Using Python from Analytica

Revision as of 14:47, 20 August 2025 by Lchrisman (talk | contribs) (Parameters field --> Parameters attribute)

New in Analytica 7.0

Requires the Analytica Developer edition.

Introduction

  • Short overview
  • Motivation (i.e., rich ecosystem, many libraries)
  • Use cases
  • Advantages of using python from within Analytica vs. plain python.
  • Downsides: When it is better to stick with Analytica syntax (dependencies, array abstraction, MC, optimization).

Setting up a Python environment

  • Very brief basics.
    • conda create -n MyEnv python=3.11
    • Configuring Python Environment or Model Environment sysvars in Analytica.
  • Link to Setting up a Python environment for detailed info.

Importing Python modules and objects

The preferred way to make Python libraries available in Analytica is to place their import statements in the system variable PythonStartupCode. These lines execute when Python is loaded, so the libraries are ready for use in later Python expressions.

Note: If you edit PythonStartupCode after Python has already been loaded in the current Analytica model, you must reload the model (or close and reopen Analytica) for the modified startup code to take effect.

Python supports two main import styles:

  • Module import – e.g., import numpy
  • Selective / wildcard import – e.g., from numpy import array, zeros or from numpy import *

When an import statement is the final expression in a Python block, Analytica returns its value:

Import statement Return value when it is the last statement Output image
import numpy as np, os The module’s string representation e.g.,
«Python <module 'numpy' from …>»
«Python <module 'os' from …>»)
PythonMultipleModuleImports.png
from numpy import array, zeros A list of the imported names (alias names if provided, otherwise the original names)
PythonMultipleSelectiveImports.png

Python py:: namespace

Analytica exposes the embedded Python interpreter through the py:: namespace prefix. Any name visible at the top level of the interpreter—global variables, functions, classes, or imported modules—can be accessed through Analytica with the same spelling and case, preceded by py::.

Example: Incrementing a Python global variable counter by 2

py::counter := py::counter + 2;

Calling a Python function

Invoking a Python function from Analytica is as simple as writing it:

py::len(MyArray)

Arguments may be:

  • Analytica scalars
  • Analytica arrays (which get array abstracted)
  • Python objects

Keyword Arguments (kwargs)

When a Python function accepts keyword arguments (**kwargs), use Analytica’s optional-parameter syntax, a colon after the parameter name, followed by the parameter value, instead of the equal sign used in Python.
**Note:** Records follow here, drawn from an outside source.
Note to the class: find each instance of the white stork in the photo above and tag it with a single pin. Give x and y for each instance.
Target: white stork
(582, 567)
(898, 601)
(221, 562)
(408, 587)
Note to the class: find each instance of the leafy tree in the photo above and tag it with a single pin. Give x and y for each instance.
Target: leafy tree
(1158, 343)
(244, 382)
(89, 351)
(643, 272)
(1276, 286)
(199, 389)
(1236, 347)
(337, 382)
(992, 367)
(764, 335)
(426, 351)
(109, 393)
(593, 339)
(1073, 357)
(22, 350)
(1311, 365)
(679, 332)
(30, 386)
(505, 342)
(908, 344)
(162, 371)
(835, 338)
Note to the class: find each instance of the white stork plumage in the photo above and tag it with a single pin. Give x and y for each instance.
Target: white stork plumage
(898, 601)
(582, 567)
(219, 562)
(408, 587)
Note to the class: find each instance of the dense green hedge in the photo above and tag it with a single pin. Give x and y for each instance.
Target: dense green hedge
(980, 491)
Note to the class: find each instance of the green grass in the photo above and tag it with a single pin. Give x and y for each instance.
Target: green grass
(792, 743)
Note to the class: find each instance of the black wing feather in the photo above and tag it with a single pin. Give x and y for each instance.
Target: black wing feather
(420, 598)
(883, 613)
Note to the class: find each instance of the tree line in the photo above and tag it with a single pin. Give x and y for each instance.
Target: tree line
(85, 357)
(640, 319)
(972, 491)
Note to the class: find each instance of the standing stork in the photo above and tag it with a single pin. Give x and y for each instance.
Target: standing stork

py::my_func("arg1", kwarg1:1, kwarg2:"abc")

The equivalent call in native Python is:

my_func("arg1", kwarg1=1, kwarg2="abc")

Python print() function

The standard Python print() function sends its text output to the Analytica Typescript console window, just as it appears in a native Python console.

  • When called from Analytica with py::print(), the printed text will appear in the window.
  • When called inside a Python script executed by Analytica, any print() statements also stream to the window.

Using Python classes

Using an existing Python class

To instantiate a Python class, call its constructor with the py:: prefix and pass any arguments exactly as you would in native Python.

py::MyClass(42, 'widgets')

Arrow Operator (->)

The arrow operator (->) lets you access the attributes and methods of a Python object, analogous to the dot operator (.) in Python:

ColNames := MyDf->columns { attribute }
Head5 := MyDf->head(5) { method }

You can chain these accesses and calls:

FirstName := MyDf->columns->tolist()

You can also assign through the arrow operator; the assignment will update the underlying Python object:

MyObj->value := 42

Using Python code in a definition

When you choose Python expr from the Definition drop-down, the node enters Python Expression mode, which passes the entire definition verbatim to the embedded Python interpreter.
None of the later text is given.